When she came back with the sparkling brown drinks, she whipped out her pad again with warrior like zeal. "Y'all know whatcha want?"

"Chicken fried steak please," Osheen said.

"And?" Finn raised his eyebrows at him.

"What?"

The waitress stopped mid scribble, looking between the two, slightly amused.

"Get a vegetable."

"What?" Osheen shook his head.

"We haven't had a green thing between us for a week now. You can't eat nothing but oreos."

"Christ," Osheen glared down at the menu again, his cheeks flaming.

"Y'all can get a side," the waitress offered.

"How about okra? That looks green." Osheen said a tad sullenly, looking at Finn over the rim of his cup as he took a sip.

"What the holy hell is that?" Finn muttered, squinting at the picture of fried okra. He cleared his throat and pointedly ordered a salad with fried chicken.

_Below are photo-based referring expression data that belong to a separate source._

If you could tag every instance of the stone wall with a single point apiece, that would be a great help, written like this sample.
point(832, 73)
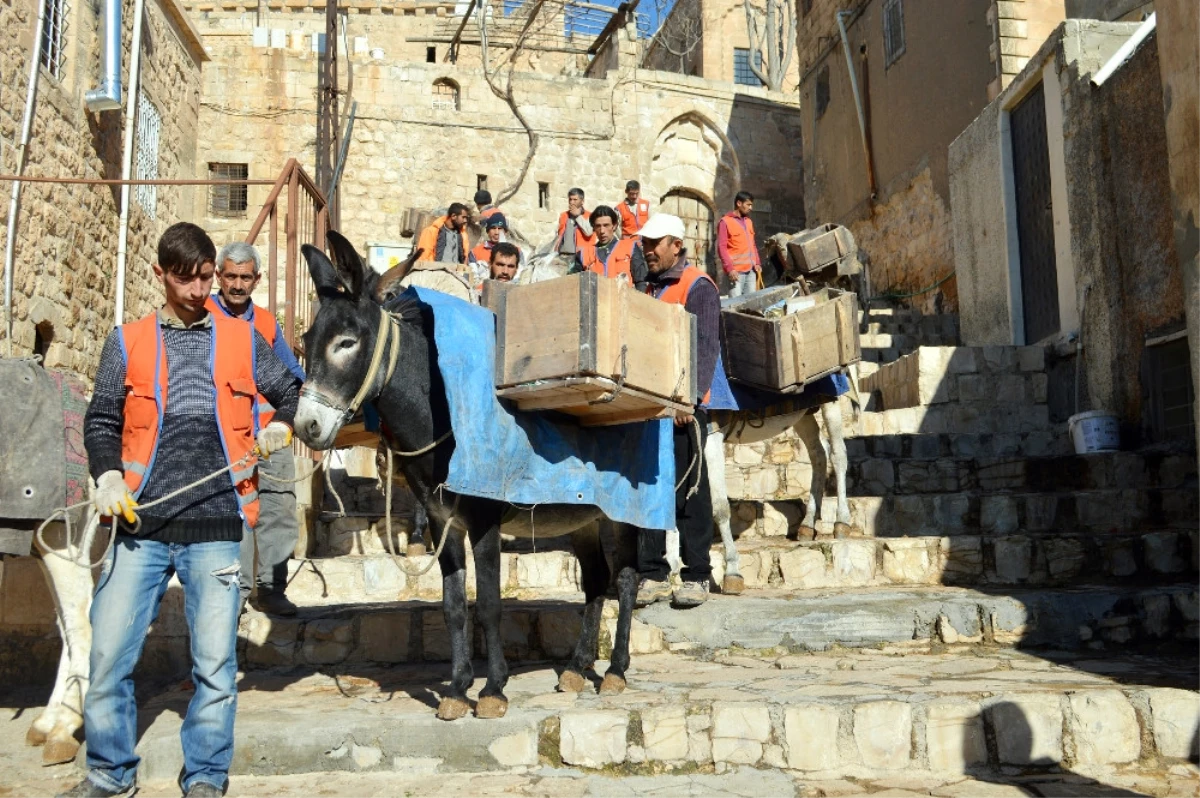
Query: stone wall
point(66, 241)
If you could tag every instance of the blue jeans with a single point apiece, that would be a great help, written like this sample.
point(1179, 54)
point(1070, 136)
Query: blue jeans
point(126, 603)
point(743, 282)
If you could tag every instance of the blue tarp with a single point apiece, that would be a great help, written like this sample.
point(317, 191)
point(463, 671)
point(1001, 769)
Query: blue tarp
point(627, 471)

Finishing up their meal with a plate of biscuits, Finn crumbled one in his hand. "She was a good bread baker," he said, studying the fluffy white bits.

Osheen looked up with surprise.

"Among other things." Finn popped the last bit into his mouth.

"Can you remember?"

Finn frowned at the biscuit for a moment, then shook his head.

"Write it anyway." Osheen said, pulling the yellow notebook out of his backpack and opened it to the front. Finn flipped to a blank page not far in, and scribbled something down.

They stopped at a grocery store, the biggest sprawling box of a building in town. Apples, milk, bread, hotdogs, peanut butter, another couple packages of oreos, another turn with the plastic card.

They sat under the shade of the car's open back door in the parking lot, Finn looking over an unruly blanket of a map. While he muttered and squinted, Osheen chewed a hangnail and looked for something to watch.

Seagulls attacked each other over a soggy, overturned red card box of fries, screeching like their lives depended on it. A woman in denim jeans with white embroidery on the pockets walked a creaking shopping cart to its pen before driving away cautiously in a baby blue minivan. An old man in creased khakis and a slowly retiring Veteran baseball cap made his way to the mammoth sized doors, hand in hand with his powder haired wife. It was strange to see people go about their business without even glancing at the towering slopes just behind the grocery.

And two stray dogs were staring at him from underneath the awning of the cart pen.

Osheen squinted at them. He couldn't place the breed, but they were very large, their backs reaching about to Osheen's waist if he was being conservative, wire haired and shaggy. He couldn't tell their real color, their fur was so matted with mud, wet and drying. They hadn't been there a moment before, when he'd watched the woman with the cart.

As he studied them, he could swear they were looking him over, too. One almost seemed to take notice of his gaze, and jerkily started to chew his paw, looking around innocently.